The campaign was announced by incoming SoE president Nick Turner, left, during a conference session on FoI today.
Maurice Frankel, director of the Campaign for Freedom of Information, said the commission looking into the Act was considering introducing charges for FoI requests.
Said Nick: “This would be a cynical and, indeed, dangerous backward step in the long fight for greater openness and transparency.
“If MPs really want to serve their constituents, they will support this campaign to maintain the tremendous work of the Campaign for Freedom of Information.
“The fact that Maurice Frankel and the Campaign are still in business a decade after the Act came into force demonstrates the need for all those who believe the public have a right to know what is done in in their name and with their money, to join this vital battle.”
HoldtheFrontPage publisher Paul Linford added: “The Freedom of Information Act has become an essential tool for journalists on local and regional newspapers and HoldtheFrontPage is pleased to give its backing to this campaign.
“Charging for FoI requests would add to the burdens on local newspapers at a time when the government is purportedly trying to find ways to help the industry. It must be resisted.”
Maurice told the conference that in Ireland, the introduction of FoI fees choked requests down to 25pc of previous level.

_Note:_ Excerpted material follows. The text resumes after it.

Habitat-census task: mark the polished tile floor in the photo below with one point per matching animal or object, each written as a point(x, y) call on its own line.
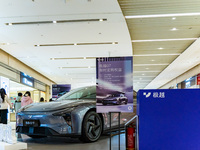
point(58, 143)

“Now, that’s what I call a chilling effectm,” he said
Jason Collie, formerly of the Oxford Mail and now of the London Evening Standard, said many organisations, not just police, routinely use the FoI Act as a ‘tool of obstruction’ by asking journalists to submit FoI requests to answer straightforward questions.
A committee of former politicians set up to look at possible changes to the Act includes former Home Secretary Jack Straw, who introduced the Act but has since described it as a mistake.